To further the metaphor, consider that modern computers utilize the organizational concept of a “desktop”, which is analogous to the available space on a physical desk. When we are young, we all have ample desk space, just as a brand-new computer has few objects obscuring its desktop. We can arrange a bunch of materials as need be and work at a brisk pace. However, our desks get smaller as we get older, just as a computer’s desktop gets taken up with stored items. It is hard to get work done on a tiny desk that quickly fills up with just a few notebooks and files. Moreover, the attendant decline in processing speed can discourage us from tackling the most demanding of tasks.

The part of our brain responsible for organizing and processing various information “on our desk” is called the prefrontal cortex, located in the frontal lobe of the brain. Hence, the term “brain aging” in this context refers to the decline in function of the prefrontal cortex.

And yet, the brain can be trained at any age

We know that cognitive function peaks in our twenties and declines thereafter. However, research also shows that cognitive function can be maintained and improved at any age through various types of brain training. What is more, Professor Ryuta Kawashima and his colleagues at the Institute of Development, Aging and Cancer (IDAC) at Tohoku University have proven that brain training can increase the volume of the brain.

The red and yellow-orange areas reflect the increase of cerebral cortex volume that comes with brain training.

The photo above was taken by MRI after one month of working memory training1 for 20 to 60 minutes a day.

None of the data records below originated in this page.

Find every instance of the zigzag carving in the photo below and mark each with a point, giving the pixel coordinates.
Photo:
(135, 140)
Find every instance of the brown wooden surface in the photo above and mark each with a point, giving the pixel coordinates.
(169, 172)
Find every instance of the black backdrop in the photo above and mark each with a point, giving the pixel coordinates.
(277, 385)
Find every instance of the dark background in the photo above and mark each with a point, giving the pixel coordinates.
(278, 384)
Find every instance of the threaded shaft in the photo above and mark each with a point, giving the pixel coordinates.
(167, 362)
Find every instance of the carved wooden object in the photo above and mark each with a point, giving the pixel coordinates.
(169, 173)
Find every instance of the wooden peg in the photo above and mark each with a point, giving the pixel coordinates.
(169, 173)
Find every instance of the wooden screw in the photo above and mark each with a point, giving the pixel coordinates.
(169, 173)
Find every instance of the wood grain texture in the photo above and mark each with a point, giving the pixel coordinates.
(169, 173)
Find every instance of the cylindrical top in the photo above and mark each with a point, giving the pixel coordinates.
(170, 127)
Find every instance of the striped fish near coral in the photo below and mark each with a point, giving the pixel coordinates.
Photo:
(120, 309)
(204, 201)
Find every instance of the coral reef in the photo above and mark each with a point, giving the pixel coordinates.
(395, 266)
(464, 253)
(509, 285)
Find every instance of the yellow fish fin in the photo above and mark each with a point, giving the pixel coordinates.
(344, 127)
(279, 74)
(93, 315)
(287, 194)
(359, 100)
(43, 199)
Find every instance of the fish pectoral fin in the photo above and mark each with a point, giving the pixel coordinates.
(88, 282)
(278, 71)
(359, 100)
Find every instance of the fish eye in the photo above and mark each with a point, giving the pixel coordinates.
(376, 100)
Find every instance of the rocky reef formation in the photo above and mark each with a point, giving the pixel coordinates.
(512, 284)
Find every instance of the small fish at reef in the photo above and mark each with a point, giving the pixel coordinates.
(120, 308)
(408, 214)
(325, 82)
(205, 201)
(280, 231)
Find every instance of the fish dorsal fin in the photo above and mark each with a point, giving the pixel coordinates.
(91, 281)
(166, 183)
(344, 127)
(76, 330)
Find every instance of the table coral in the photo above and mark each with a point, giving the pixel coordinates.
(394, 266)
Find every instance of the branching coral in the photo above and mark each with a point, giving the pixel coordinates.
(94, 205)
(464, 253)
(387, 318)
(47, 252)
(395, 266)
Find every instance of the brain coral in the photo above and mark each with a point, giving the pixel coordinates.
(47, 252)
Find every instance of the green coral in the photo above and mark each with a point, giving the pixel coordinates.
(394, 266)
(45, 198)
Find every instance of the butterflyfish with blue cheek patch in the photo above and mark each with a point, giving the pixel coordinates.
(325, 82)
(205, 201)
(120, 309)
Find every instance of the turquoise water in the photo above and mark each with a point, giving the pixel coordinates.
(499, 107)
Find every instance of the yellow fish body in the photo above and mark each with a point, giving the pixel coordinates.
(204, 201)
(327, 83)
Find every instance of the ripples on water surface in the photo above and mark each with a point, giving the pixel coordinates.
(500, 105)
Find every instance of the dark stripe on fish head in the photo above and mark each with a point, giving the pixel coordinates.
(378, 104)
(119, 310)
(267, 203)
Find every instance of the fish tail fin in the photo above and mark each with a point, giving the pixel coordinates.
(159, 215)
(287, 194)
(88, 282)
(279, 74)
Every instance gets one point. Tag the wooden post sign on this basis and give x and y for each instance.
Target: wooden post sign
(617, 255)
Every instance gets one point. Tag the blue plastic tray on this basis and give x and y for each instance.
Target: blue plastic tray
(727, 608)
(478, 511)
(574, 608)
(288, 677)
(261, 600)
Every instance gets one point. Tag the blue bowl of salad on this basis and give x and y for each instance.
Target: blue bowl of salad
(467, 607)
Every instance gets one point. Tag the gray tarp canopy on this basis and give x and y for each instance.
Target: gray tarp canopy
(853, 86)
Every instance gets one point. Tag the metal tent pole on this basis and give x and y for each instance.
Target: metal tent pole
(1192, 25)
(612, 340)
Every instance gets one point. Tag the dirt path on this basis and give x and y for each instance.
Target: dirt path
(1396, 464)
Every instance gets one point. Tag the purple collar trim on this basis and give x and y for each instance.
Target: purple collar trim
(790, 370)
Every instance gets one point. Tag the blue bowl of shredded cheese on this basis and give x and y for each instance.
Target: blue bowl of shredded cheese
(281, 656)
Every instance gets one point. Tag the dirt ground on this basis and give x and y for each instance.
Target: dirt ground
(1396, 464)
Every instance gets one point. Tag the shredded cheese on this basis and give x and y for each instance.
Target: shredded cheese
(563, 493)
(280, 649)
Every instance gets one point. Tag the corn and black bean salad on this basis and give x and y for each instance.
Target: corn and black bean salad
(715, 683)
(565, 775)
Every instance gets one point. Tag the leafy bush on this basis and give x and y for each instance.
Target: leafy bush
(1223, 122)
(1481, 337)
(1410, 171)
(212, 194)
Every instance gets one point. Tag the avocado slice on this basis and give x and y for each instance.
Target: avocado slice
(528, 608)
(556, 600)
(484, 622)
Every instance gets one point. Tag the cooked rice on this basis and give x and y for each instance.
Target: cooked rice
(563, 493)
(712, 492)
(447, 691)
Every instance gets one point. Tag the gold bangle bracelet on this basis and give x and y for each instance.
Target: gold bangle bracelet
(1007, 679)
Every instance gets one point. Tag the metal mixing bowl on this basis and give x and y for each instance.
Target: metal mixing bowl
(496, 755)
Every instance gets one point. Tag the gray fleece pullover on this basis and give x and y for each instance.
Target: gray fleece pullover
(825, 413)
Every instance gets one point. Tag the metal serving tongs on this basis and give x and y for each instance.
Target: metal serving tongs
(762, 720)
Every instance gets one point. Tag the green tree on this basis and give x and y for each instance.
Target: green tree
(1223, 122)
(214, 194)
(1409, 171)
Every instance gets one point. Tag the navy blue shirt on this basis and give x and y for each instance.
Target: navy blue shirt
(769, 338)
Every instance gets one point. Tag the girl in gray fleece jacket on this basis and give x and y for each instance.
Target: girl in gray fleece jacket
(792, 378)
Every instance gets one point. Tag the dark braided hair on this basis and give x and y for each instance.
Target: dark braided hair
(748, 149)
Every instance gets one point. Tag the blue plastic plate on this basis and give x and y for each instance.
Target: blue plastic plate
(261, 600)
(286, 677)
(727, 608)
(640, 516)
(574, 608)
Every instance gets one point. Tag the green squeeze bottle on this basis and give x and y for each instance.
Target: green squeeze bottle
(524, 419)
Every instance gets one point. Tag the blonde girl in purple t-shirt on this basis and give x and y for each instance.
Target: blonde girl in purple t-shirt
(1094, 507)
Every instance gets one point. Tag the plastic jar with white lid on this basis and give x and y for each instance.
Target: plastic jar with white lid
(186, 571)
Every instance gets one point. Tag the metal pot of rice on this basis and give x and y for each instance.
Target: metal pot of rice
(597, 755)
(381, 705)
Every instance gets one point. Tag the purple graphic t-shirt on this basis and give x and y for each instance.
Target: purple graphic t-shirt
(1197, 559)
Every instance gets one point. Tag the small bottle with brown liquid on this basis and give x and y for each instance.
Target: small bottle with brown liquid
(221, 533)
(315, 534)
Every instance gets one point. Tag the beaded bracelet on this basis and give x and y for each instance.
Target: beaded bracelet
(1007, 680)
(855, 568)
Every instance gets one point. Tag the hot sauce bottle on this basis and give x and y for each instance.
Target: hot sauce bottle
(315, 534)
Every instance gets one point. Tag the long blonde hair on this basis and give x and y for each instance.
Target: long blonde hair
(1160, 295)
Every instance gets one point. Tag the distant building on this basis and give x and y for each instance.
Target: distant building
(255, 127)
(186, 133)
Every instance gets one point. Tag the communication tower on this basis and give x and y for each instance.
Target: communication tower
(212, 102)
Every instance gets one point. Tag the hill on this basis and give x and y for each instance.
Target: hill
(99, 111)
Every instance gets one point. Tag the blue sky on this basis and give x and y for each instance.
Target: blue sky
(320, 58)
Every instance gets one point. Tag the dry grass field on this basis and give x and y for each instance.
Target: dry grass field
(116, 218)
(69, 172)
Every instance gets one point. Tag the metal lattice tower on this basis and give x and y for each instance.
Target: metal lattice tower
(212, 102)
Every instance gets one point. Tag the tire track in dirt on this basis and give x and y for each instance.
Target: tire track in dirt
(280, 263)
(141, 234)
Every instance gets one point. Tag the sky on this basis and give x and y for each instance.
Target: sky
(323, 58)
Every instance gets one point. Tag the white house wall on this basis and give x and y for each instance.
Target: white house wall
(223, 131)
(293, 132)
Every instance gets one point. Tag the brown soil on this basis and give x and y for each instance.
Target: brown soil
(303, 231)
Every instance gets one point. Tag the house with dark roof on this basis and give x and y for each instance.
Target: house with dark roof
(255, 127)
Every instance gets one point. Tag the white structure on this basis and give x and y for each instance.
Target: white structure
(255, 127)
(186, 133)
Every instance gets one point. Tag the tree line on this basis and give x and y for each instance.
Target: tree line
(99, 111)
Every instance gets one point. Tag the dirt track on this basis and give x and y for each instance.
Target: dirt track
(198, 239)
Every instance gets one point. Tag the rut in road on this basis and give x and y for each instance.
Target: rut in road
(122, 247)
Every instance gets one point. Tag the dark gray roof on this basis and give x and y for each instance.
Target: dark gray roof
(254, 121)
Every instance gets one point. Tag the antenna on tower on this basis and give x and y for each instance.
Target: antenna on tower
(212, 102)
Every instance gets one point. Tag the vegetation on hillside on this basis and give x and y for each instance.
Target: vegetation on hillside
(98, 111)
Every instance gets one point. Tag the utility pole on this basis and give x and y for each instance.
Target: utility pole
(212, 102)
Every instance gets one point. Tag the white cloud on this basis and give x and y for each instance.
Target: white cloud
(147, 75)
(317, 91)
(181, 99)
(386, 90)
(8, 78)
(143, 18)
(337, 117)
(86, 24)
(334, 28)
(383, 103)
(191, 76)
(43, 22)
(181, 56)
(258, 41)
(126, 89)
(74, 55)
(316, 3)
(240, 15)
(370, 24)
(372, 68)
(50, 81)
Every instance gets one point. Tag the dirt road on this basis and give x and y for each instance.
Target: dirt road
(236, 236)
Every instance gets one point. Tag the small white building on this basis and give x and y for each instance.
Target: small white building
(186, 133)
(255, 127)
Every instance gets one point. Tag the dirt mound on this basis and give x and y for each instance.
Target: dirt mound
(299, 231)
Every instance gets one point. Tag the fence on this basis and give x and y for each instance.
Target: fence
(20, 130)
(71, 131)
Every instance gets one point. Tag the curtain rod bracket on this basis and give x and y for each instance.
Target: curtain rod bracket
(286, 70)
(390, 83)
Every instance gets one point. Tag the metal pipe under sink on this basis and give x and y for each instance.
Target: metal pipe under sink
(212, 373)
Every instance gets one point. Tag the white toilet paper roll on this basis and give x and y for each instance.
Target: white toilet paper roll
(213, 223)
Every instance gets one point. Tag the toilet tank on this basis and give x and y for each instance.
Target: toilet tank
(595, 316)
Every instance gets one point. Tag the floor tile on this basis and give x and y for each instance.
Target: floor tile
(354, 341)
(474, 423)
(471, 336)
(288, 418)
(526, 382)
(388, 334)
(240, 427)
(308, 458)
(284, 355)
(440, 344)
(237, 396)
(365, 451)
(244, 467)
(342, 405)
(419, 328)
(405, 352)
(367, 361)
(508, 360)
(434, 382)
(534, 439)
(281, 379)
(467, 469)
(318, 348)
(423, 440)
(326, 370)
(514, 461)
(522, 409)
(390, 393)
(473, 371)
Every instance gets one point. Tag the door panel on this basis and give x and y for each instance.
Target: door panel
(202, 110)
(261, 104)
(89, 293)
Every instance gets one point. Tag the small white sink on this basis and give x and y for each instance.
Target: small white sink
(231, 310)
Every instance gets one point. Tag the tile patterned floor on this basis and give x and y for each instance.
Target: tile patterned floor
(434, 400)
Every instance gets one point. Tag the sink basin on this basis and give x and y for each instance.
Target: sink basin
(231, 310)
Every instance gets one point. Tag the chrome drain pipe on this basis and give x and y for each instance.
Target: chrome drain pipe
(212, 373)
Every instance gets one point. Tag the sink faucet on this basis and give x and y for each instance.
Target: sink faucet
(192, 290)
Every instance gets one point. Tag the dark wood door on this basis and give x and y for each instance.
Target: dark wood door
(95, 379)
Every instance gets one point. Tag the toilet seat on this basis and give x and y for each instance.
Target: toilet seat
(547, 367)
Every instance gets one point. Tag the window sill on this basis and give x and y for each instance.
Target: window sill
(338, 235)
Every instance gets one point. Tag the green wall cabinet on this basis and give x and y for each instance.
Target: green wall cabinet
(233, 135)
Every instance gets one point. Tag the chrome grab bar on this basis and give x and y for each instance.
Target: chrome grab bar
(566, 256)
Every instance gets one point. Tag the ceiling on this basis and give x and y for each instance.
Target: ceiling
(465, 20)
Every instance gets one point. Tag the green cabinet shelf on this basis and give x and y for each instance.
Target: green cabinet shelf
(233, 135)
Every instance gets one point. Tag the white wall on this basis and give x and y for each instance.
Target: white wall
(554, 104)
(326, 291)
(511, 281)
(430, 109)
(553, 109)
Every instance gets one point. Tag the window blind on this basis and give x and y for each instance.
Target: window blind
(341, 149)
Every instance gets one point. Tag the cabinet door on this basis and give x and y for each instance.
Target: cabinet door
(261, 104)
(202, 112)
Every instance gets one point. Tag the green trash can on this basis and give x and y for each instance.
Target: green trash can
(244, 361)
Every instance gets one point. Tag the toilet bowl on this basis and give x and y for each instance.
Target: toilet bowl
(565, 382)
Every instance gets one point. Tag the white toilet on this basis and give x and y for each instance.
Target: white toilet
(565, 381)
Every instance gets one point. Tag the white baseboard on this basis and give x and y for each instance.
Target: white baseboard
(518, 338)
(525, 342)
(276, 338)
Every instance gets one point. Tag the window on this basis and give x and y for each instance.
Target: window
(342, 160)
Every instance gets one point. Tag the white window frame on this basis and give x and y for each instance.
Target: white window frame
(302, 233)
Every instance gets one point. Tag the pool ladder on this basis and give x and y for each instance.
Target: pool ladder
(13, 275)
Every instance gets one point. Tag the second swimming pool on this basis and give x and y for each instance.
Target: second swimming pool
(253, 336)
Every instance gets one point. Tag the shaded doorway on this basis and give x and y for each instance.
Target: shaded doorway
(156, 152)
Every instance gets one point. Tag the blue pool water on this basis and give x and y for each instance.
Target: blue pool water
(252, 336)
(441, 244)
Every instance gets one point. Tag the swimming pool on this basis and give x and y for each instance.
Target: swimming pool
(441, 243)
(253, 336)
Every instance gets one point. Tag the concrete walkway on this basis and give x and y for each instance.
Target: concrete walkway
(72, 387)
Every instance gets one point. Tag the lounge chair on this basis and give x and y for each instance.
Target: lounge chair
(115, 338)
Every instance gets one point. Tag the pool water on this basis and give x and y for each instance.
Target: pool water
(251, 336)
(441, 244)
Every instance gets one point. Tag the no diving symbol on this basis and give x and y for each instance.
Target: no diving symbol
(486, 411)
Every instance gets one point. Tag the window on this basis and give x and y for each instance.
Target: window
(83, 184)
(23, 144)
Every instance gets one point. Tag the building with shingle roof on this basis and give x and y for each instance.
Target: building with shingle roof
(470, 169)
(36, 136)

The red, yellow, and orange areas are zones where the volume of the cerebral cortex increased.

The increase in brain volume is due to changes in the length and complexity of nerve cells, and, as a result, the information transmission between nerves becomes smoother.

In addition, when Dr Kawashima’s team evaluated cognitive function during the above experiment, it was proven that a month of brain training improved the brain's ability to process information, predict, concentrate, make decisions, and even think of new things.

In other words, the team found that training the prefrontal cortex can help to improve cognitive functions such as thinking, remembering, generating ideas, controlling emotions, making judgments, and applying knowledge—regardless of age.

By training the brain, people can enjoy healthy and independent lives irrespective of their age. Furthermore, brain training can also have positive effects for all generations. For those who work, it can help improve daily efficiency and productivity; for students, it can help improve learning efficiency and memorization.

A simplified depiction of working memory adapted from the multicomponent working memory model by Baddeley, 2010. Used under CC-BY © 2018 Chai, Abd Hamid and Abdullah.

1“Working memory” refers to the ability to temporarily store information in the brain and keep it ready to be retrieved at any time. It is one of the core functions of the prefrontal cortex.